What I didn’t realise at the time was that the ongoing acceptance of periods as a reason to duck out of sport comes at a price.

Allowing girls to miss sport because of their periods sends a message, and that message is that your period weakens you and makes you less able to compete.

It’s a misconception that the US soccer team are working to absolutely smash.

Rather than giving the team the first day of their periods off to sit at home with a hot water bottle and a DVD of The Notebook, the squad used cycles to supercharge their performance.
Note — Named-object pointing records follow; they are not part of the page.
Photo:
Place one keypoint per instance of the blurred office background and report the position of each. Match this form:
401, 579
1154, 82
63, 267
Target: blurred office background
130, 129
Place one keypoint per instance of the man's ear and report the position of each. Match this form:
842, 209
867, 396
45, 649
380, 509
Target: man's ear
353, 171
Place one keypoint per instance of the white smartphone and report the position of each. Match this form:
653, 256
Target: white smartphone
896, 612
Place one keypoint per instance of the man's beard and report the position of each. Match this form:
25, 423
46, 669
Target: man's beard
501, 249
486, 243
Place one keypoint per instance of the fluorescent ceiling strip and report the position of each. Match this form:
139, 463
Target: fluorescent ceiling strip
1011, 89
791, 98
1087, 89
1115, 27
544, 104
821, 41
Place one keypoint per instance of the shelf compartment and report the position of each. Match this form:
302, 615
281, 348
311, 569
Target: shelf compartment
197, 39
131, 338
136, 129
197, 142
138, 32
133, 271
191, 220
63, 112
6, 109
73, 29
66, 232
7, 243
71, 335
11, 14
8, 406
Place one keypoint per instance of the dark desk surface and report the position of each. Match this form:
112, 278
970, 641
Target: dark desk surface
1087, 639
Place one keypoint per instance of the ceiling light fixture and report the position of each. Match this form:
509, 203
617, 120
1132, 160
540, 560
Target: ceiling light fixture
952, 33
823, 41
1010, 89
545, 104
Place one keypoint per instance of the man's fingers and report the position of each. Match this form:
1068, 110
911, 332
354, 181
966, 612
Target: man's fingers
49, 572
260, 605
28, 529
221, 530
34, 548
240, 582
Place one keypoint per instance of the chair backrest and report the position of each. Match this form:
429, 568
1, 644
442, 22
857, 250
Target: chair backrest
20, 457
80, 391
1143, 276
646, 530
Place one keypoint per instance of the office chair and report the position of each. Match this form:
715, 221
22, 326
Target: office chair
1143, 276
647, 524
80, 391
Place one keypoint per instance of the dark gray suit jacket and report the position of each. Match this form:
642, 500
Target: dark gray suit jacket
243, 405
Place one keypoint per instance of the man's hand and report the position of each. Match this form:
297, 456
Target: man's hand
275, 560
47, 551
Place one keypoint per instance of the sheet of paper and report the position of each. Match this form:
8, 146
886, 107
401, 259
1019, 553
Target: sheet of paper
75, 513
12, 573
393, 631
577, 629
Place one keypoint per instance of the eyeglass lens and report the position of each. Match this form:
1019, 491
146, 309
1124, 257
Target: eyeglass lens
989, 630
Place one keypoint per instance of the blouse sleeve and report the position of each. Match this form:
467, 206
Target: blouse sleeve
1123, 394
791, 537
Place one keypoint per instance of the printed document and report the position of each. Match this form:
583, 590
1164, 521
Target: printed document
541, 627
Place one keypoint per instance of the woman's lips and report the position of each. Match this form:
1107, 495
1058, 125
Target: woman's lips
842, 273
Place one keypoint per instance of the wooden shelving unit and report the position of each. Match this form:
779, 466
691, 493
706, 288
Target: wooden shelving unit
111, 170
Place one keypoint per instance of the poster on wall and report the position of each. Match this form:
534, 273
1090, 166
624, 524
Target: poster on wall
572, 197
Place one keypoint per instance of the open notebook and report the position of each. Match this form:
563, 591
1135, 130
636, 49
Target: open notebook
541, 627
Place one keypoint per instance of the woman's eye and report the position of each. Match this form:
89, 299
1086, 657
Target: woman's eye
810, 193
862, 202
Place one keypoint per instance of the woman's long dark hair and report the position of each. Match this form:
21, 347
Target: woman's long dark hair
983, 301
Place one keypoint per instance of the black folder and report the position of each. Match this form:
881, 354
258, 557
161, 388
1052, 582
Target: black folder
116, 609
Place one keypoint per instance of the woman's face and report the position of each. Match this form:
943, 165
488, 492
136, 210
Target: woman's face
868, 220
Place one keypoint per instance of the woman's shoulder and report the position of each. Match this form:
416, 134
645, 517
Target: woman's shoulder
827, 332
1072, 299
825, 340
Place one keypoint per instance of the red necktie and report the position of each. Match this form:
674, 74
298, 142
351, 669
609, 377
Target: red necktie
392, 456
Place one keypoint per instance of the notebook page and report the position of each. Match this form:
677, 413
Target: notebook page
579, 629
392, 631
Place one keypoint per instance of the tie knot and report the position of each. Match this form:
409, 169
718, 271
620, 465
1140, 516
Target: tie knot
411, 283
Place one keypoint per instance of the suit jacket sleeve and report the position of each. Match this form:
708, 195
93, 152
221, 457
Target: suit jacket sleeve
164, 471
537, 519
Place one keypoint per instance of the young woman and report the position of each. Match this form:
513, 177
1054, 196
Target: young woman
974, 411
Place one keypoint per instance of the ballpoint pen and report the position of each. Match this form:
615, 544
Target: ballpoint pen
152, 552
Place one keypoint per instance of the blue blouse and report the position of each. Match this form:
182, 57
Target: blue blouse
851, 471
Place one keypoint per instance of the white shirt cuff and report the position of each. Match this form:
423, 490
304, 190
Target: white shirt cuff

The team’s coaches develop strategies to minimise the performance impact of the players periods, adjusting their diets, sleeping habits, lifestyle factors for each individual player and her period. ‘There’s no evidence that someone can’t perform to their best at any time in their cycle – if they are proactive about taking steps’ explains researcher and scientist Georgie Brunivels, who was a consultant to the US team.

Your average UK school girl isn’t going to turn her P.E lessons into a launch pad to an Olympic or World Cup career. But what she might do (if she isn’t taught to see her period as a reason to avoid working out) is develop a lifelong relationship with exercise which can support good mental and physical health.

I don’t judge girls who use their periods to skive from P.E (or anything else for that matter - we know that young women missing school due to period poverty is a major problem) for a second. I did it time and time again, without hesitation. But the fact that we were allowed to use our periods to skip netball sent a message: your period weakens you, it makes life more difficult, it is a legitimate reason not to take part in aspects of daily life.

In reality, most women don’t need to sit out sports on their periods. There are those who have conditions such as PCOS and endometriosis, for whom periods are extremely heavy and painful. Those women shouldn't feel any pressure to work out if they don't want to. But for most of us, gentle workouts are totally possible during our periods. The NHS recommends exercise as a way to alleviate period pains.

Every school had the hated P.E teacher who shouted at you as you dragged yourself around the pitch, telling you that a period was no excuse for skipping out on your lesson, noting down how many times that month you’ve attempted to use it to get out of swimming.

At the time, that teacher seems like a hideous battle axe. But she was the kind of woman who helped the US soccer team win the world cup, the kind of woman who refuses to regard menstruation as an excuse unless medically necessary.

As adults there’s no one to make us do the things we don’t want to do. If you don’t feel like putting on your leggings and checking in to a HIIT class, no-one will make you. And because we as women have absorbed the message that we probably can’t work out while we’re bleeding, we often don’t. But let’s be totally honest, if the US soccer team can win the World Cup on their periods, you or I can manage a gentle walk around the nearest park.

It might not feel fun or easy, but unfortunately sometimes the most important things aren’t. Self care doesn’t always mean eating a pint of ice cream or getting a massage. Sometimes it’s becoming your own battle-axe P.E teacher, forcing yourself out of bed, putting on your trainers and going out into the fresh air. A tiny act of rebellion against a world which teaches us from adolescence that our periods make us less able to achieve.